Menteri Pariwisata Widiyanti Putri Wardhana menganggap libur Imlek yang hampir bersamaan dengan bulan Ramadhan pada tahun 2026 sebagai kesempatan strategis untuk meningkatkan jumlah wisatawan baik domestik maupun mancanegara dengan waktu kunjungan yang lebih lama. Menurutnya, ini adalah waktu yang tepat bagi pelaku usaha pariwisata untuk memberikan pelayanan terbaik kepada wisatawan yang akan menikmati libur panjang pada Hari Raya Imlek nanti.
Kementerian Pariwisata mendorong masyarakat untuk melakukan wisata di dalam negeri dengan meluncurkan kampanye #DiIndonesiaAja, sambil tetap memperhatikan aspek-aspek keamanan, kenyamanan, dan keberlanjutan destinasi wisata. Untuk membantu pergerakan wisatawan, pemerintah telah mengumumkan cuti bersama untuk Imlek tahun 2026 jatuh pada Senin, 16 Februari, yang bertepatan dengan akhir pekan.
Kombinasi libur nasional, cuti bersama, dan cuti tahunan diharapkan mampu menciptakan libur panjang yang akan memberikan dampak positif bagi sektor pariwisata di Indonesia. Pemetaan tanggal libur panjang dianggap penting agar masyarakat bisa merencanakan perjalanan mereka dengan lebih baik, menghindari kerumunan yang berlebihan, dan memberikan manfaat ekonomi yang merata bagi daerah serta sektor UMKM.
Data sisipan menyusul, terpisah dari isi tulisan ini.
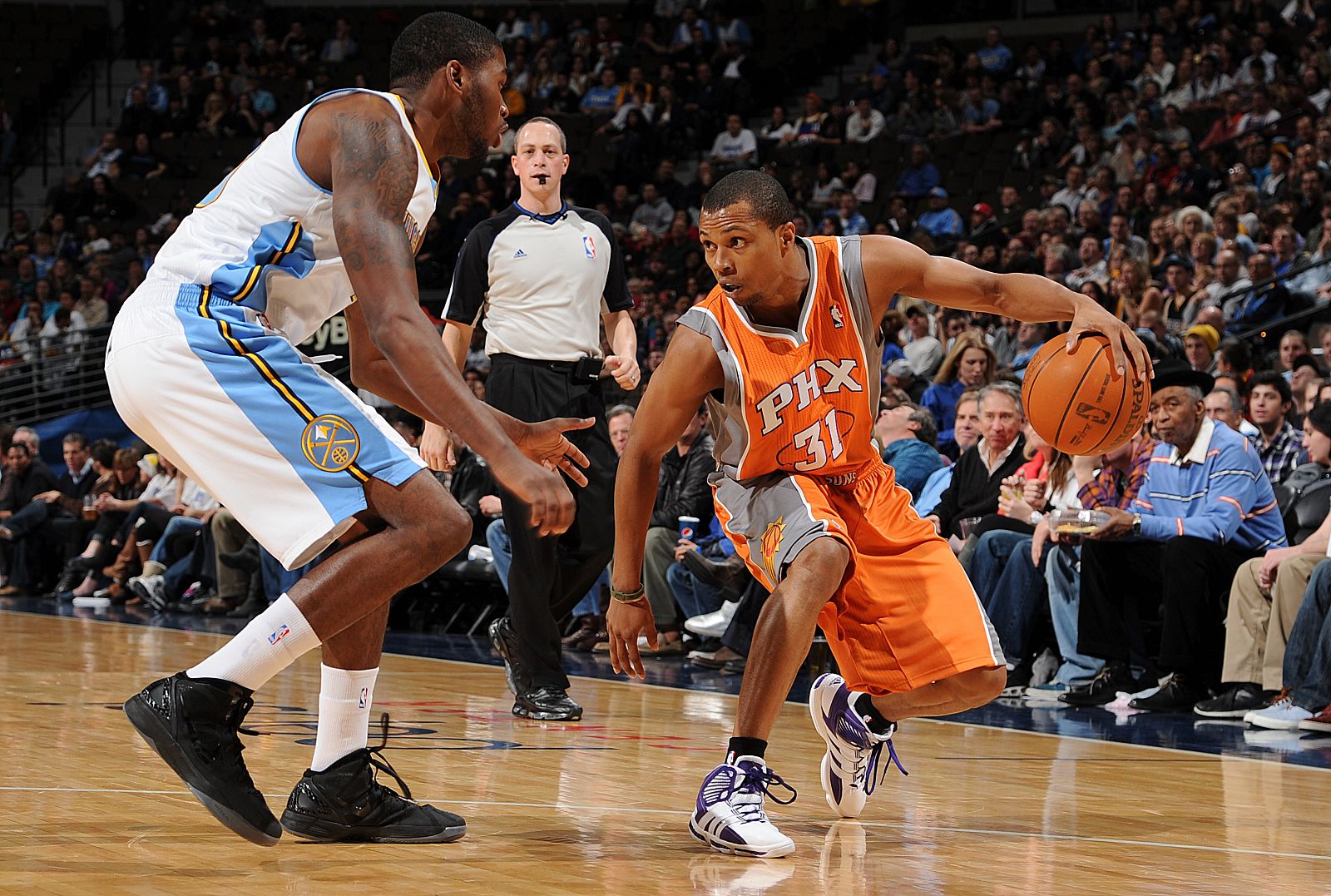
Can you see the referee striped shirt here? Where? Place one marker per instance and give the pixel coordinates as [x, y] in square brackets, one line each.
[1218, 492]
[541, 281]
Dalam upaya pemasaran, Kementerian Pariwisata melakukan kampanye tematik Imlek dan Ramadhan dengan fokus pada promosi perjalanan keluarga dan wisata khusus di destinasi yang memiliki atraksi Imlek serta destinasi ramah muslim. Promosi digital berbasis data digunakan untuk memetakan minat pasar dan pola perjalanan sehingga pesan promosi dapat lebih tepat sasaran.
Kolaborasi dengan pelaku industri, pemerintah daerah, dan platform perjalanan dilakukan untuk menciptakan paket wisata, event tematik, dan promosi khusus libur panjang Imlek yang terintegrasi dengan kalender kegiatan daerah. Komunikasi publik terkait kesiapan destinasi, kenyamanan berwisata, dan pilihan destinasi yang sesuai juga terus diperkuat.
Dengan strategi pemasaran yang terarah dan kolaboratif, diharapkan libur panjang Imlek-Ramadhan dapat dioptimalkan untuk meningkatkan jumlah wisatawan, memperpanjang durasi tinggal, serta memberikan dampak ekonomi yang lebih merata bagi daerah.